If you have been injured, or a loved one has been injured or killed in a construction accident caused by a building collapse, you deserve justice and compensation for your hardships. New Jersey construction accident lawyers of Grungo Colarulo are strong advocates for victims of negligence and will work tirelessly to track down the responsible party and hold them accountable for their actions.
What Causes Local Structural Failures and Building Collapse?
A building collapse can happen in two different ways, both of which result in major destruction. When structural elements fail, a building will collapse into itself, pulling the exterior walls into the falling structure. The result is a dense debris field in a relatively contained area. Individuals inside the building could be trapped under massive amounts of heavy debris.

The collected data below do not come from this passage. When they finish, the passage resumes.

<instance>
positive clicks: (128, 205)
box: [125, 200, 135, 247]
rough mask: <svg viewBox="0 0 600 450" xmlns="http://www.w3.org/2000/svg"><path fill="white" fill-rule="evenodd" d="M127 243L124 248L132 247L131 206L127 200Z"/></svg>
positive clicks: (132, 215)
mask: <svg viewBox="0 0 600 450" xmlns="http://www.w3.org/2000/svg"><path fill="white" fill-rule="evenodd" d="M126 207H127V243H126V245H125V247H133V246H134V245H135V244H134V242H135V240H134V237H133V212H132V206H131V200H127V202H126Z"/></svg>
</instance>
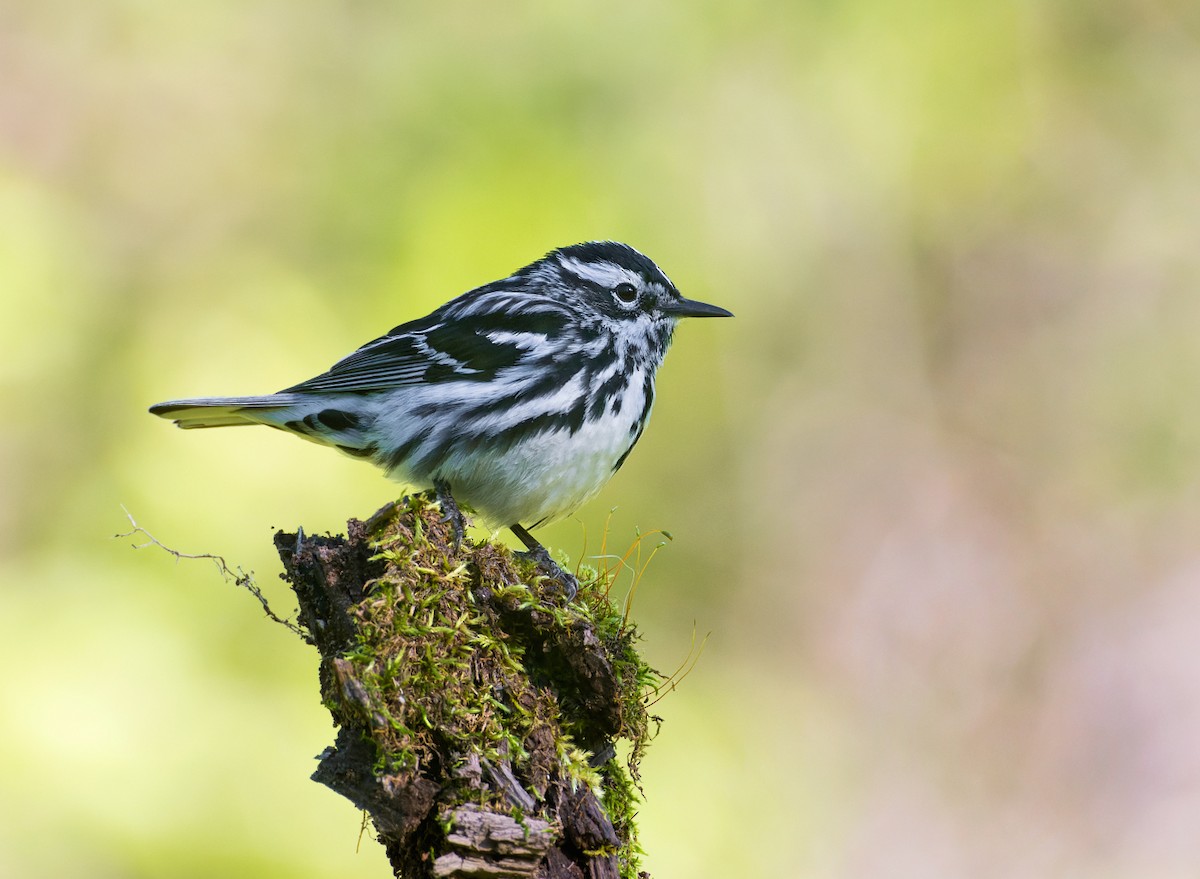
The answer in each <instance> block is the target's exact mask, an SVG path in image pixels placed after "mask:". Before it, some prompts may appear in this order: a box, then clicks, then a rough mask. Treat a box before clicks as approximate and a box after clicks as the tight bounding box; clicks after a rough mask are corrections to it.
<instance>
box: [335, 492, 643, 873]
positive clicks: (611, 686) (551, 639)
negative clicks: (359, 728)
mask: <svg viewBox="0 0 1200 879" xmlns="http://www.w3.org/2000/svg"><path fill="white" fill-rule="evenodd" d="M372 525H373V528H374V533H372V534H371V537H372V540H373V545H374V548H376V549H377V554H378V555H377V556H376V561H377V562H379V563H382V566H383V574H382V575H380V576H378V578H377V579H376V580H374V581H373V582H371V585H370V590H368V592H367V594H366V596H365V598H364V599H362V600H361V602H360V603H359V604H356V605H354V606H353V608H352V611H350V612H352V615H353V616H354V618H355V622H356V626H358V632H359V635H358V642H356V644H355V645H354V646H353V648H352V650H350V651H349V652H347V653H346V654H344V657H342V660H341V662H338V663H336V666H337V669H338V671H337V672H336V677H337V678H338V680H337V681H335V682H332V683H334V684H336V686H328V687H326V693H325V699H326V704H328V705H329V706H330V710H331V711H332V713H334V716H335V718H337V719H338V722H340V723H343V724H346V723H348V724H352V725H356V726H366V728H368V730H370V736H371V739H372V741H373V745H374V747H376V753H377V759H376V772H377V775H379V776H385V775H386V776H397V777H400V778H406V777H407V778H410V777H413V776H416V775H420V776H424V777H427V778H434V779H437V781H439V784H444V785H446V787H444V788H443V794H442V799H443V801H449V800H450V799H451V797H454V796H457V797H460V800H467V799H469V800H470V801H473V802H476V803H478V805H481V806H484V807H487V808H493V809H497V811H504V812H511V811H512V809H514V808H515V807H514V803H512V799H514V797H512V796H511V795H510V794H506V793H505V790H504V787H505V785H504V784H503V783H497V781H496V778H497V776H496V771H497V770H499V771H500V776H503V775H504V771H505V770H509V771H510V772H511V777H512V778H515V779H516V782H517V784H520V787H521V788H522V789H523V790H524V791H527V793H528V794H529V795H530V796H532V799H533V801H534V803H535V807H534V812H535V813H536V815H538V817H539V818H542V819H546V820H554V815H553V812H552V809H551V808H550V806H548V800H550V799H553V797H550V796H547V791H550V790H551V788H552V787H553V785H556V784H557V785H565V787H568V788H570V789H576V788H577V785H588V787H589V788H592V789H593V791H594V793H595V794H596V795H598V797H599V799H600V801H601V803H602V805H604V807H605V809H606V811H607V813H608V817H610V819H611V820H612V823H613V826H614V829H616V830H617V832H618V837H619V838H620V841H622V844H620V847H619V850H618V851H617V853H616V854H617V855H618V857H619V862H620V865H622V874H623V875H624V877H629V879H632V878H634V877H636V875H637V867H638V854H640V851H641V850H640V848H638V847H637V839H636V827H635V821H634V819H635V814H636V808H637V801H638V800H637V778H638V771H637V764H638V761H640V759H641V757H642V754H643V752H644V749H646V746H647V745H648V742H649V741H650V739H652V736H653V731H652V719H655V718H652V717H650V716H649V714H648V712H647V707H646V705H647V692H648V689H650V688H653V687H654V686H655V684H656V683H659V682H660V681H661V676H660V675H658V672H655V671H654V670H653V669H650V668H649V666H648V665H646V663H644V662H643V660H642V659H641V657H640V656H638V654H637V651H636V648H635V645H636V641H637V633H636V629H635V628H634V627H632V626H631V624H629V623H628V622H626V620H625V618H624V615H623V614H622V611H620V610H619V609H618V608H617V606H614V605H613V604H612V602H610V600H608V598H607V592H608V588H610V586H611V584H610V582H605V581H602V580H601V579H600V578H599V576H598V575H595V574H594V573H593V572H581V573H582V574H583V576H582V578H581V582H580V591H578V594H577V597H576V599H575V600H572V602H570V603H566V602H564V599H563V597H562V593H560V591H558V590H557V586H554V585H553V584H551V582H548V581H545V580H544V579H542V578H541V576H539V574H538V572H536V568H535V566H534V564H533V563H532V562H529V561H527V560H524V558H522V557H518V556H515V555H514V554H512V552H511V551H510V550H508V549H506V548H505V546H503V545H500V544H496V543H480V544H472V543H469V542H464V543H463V545H462V546H461V548H457V549H456V548H454V545H452V542H451V539H450V533H449V528H448V527H446V525H445V524H444V522H442V521H440V510H439V509H438V507H437V504H436V502H433V501H432V500H430V498H427V497H424V496H414V497H410V498H406V500H404V501H402V502H400V503H398V504H397V506H396V507H395V509H392V510H391V513H390V514H389V515H386V516H384V518H383V519H382V521H373V522H372ZM654 729H656V726H655V728H654ZM616 742H624V745H623V746H622V749H623V751H628V754H629V757H628V758H626V759H625V760H624V761H618V760H617V759H608V760H607V761H605V763H602V765H600V767H599V769H596V767H593V766H592V763H593V761H594V759H593V758H594V755H593V752H594V751H601V749H604V748H606V747H607V746H608V745H610V743H616ZM601 759H602V758H601ZM490 773H491V775H490ZM446 778H450V779H454V781H452V782H450V783H449V784H448V783H446V781H445V779H446ZM490 778H491V779H492V783H490V782H488V779H490ZM452 789H457V793H456V794H455V793H454V790H452ZM517 812H521V813H522V814H523V813H524V809H521V808H517ZM610 854H611V853H610Z"/></svg>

Conversely, if a building collapse is the result of an explosion or weather-related occurrence, the building will collapse in an outward direction, leaving a large, less dense area of scattered debris. The result can be injury to anyone inside the building as well as anyone in the general vicinity around the building. Furthermore, because of the larger area, rescue workers may find it more difficult to locate any injured parties or estimate the number of possible victims.
Elements that Cause Building Collapses
- Construction or demolition activities
- Poor design
- Improperly constructed foundation
- Insufficient inspection and maintenance
- Defective products or substandard materials
- Inadequate soil testing/preparation
- Water infiltration
- Poor roofing quality
- Extraordinary loads that exceed capacity
When a building collapses after an earthquake, explosion, fire, or weather-related structural failure, many might believe that the collapse was unavoidable. However, this is very often not the case, and following a thorough investigation, it can be discovered that a design defect or poor workmanship in the construction of the building is the ultimate cause of the collapse.
Hazards Following a Building Collapse
- Structural instability or secondary collapse
- Exposed live electrical wiring
- Exposure to airborne smoke and dust
- Natural gas leaks creating a flammable and toxic environment
- Secondary explosive devices left by terrorists
- Risk of cuts by broken glass and exposed rebar
- Exposure to hazardous materials
- Falling debris
- Exposure to pathogens from broken sanitary sewer systems
- Residual chemical, biological, or radioactive contamination
- Hidden hot spots
- Loud noises
How is Liability Determined in Local Building Collapses?
Determining the exact cause or causes of a building collapse is a complex and highly technical process. In many cases, a thorough investigation finds evidence of negligence on the part of architects or structural engineers, general contractors or sub-contractors, property owners or building inspectors. If this is the case, individuals and families who suffered injury or loss of a loved one may bring a third party liability lawsuit against one or more of these parties.
Parties Who May Be Entitled to Compensation
- Building residents and visitors –Anyone in the building at the time of collapse.
- Innocent passers-by – Individuals walking by or standing in close proximity to a building at the time of collapse.
- Rescue workers – Rescue workers injured in the aftermath of a building collapse.
- On-site workers – Construction workers injured in the initial collapse or during the cleanup.
- Area residents –Residents who suffer from the inhalation of smoke, dust, or other airborne toxins or suffer the effects of contaminated waste or loud noises.